Regardless of my loss of freedom to move about the country at will, my lost time on the water, health concerns and the financial sacrifice, I persisted for two years in this, my personal protest.  The house experiment ended after only 9 months and I moved closer in to town to another community, but this one provides each resident with sovereignty over their own space and each unit has its own kitchen and thanks to the goddesses and gods, there's a shared laundry facility with a dryer.  My daughter's school is only a mile away and she can walk it easily after much practice (and the $1/mile allowance I gave her).  It has extended her endurance a lot and has also sensitized her to those around us who, not by their own choice, are also walking.  But after much consideration and seeing another summer approaching where there would be logistic hurdles to climb that stretched well beyond my creative capacity, I've ended my protest. 

So what has it got me?  The children here and abroad are no safer, if anything less so.  My one vehicle didn't make even a miniscule change in America's footprint.  As long as our military continues to burn fuel at their current rate, even every American going car free wouldn't matter.  But for two years, everyday, I've thought about my world in a new way.  I've made friends on mass transit.  I've listened to the stories of people I've met who struggle each day just to get out of bed to face commutes of more than 4 hours a day for maybe a 6 or 8 hour job.  I've listened to alcoholics who have lost their licenses.  One recently broke her ankle in three places and faces over a year of riding the bus with a walker and in pain to get to her job, which she cannot afford to lose.  I've sat next to smelly people, people speaking and even yelling and some invisible stranger and I've learned not to fear them or run another way.  I recognize my common humanity with all of them in a way that my insulated car life had blocked.  Sometimes I felt more like them, then this well paid professional that I am at work.  And my daughter took the ride with me and has shared in these lessons.  She hands money to the homeless without fear.  She cares and wants to know about the man with the Navy cap in the wheelchair with the scarred face and missing ear as our bus heads towards the vet hospital.  She's seen all kinds of people with various missing limbs, vision problems, hallucinations and colorful clothing, or lack of - and she seems to understand in a way that I never could have at age 7 that they are not monsters, but just like us only broken in different ways.  We are all on this big blue boat together, for better or for worse, so we should give each other respect, love and even a smile from time to time.  This world needs it - we all do.

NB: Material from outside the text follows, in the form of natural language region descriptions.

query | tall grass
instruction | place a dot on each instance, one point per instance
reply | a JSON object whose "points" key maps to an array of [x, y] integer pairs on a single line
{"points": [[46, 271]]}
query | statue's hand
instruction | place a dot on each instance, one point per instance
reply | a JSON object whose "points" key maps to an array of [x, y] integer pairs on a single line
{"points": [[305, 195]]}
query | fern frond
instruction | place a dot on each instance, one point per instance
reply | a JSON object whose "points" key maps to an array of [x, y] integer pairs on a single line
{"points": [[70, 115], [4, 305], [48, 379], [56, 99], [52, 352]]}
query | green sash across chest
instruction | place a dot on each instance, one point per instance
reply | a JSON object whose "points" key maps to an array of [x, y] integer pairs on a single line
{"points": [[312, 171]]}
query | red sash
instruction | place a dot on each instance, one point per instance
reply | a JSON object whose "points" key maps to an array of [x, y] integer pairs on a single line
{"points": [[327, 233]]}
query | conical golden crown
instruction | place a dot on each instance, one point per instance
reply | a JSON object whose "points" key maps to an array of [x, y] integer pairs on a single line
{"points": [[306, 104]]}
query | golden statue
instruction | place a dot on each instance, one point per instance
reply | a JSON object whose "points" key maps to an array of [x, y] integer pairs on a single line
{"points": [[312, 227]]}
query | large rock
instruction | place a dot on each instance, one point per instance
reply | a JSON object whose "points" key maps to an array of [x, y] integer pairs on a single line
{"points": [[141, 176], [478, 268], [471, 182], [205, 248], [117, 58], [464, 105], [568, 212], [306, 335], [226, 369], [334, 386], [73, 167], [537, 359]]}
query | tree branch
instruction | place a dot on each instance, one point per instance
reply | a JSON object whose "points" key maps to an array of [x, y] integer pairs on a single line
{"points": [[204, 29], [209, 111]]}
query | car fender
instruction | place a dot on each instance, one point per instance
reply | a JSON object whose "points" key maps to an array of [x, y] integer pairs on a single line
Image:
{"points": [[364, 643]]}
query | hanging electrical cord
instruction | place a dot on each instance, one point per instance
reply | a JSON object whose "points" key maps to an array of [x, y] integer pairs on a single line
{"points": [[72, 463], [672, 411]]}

One other thing my daughter has learned in her hours of waiting for buses and walking our city streets hand in hand with her Mommy - she's the queen of silly walks.  Watch out John Cleese, Alexa is making her moves. Oh, and although my protest wasn't about global warming, or being green, my choice in a new vehicle is.  Our new sled is a Prius C - so far I've been getting 50+ mpg consistently on my commute to work and it's plenty peppy.  I'm not quite ready to be so green as to go without a clothes dryer again, but this is a start.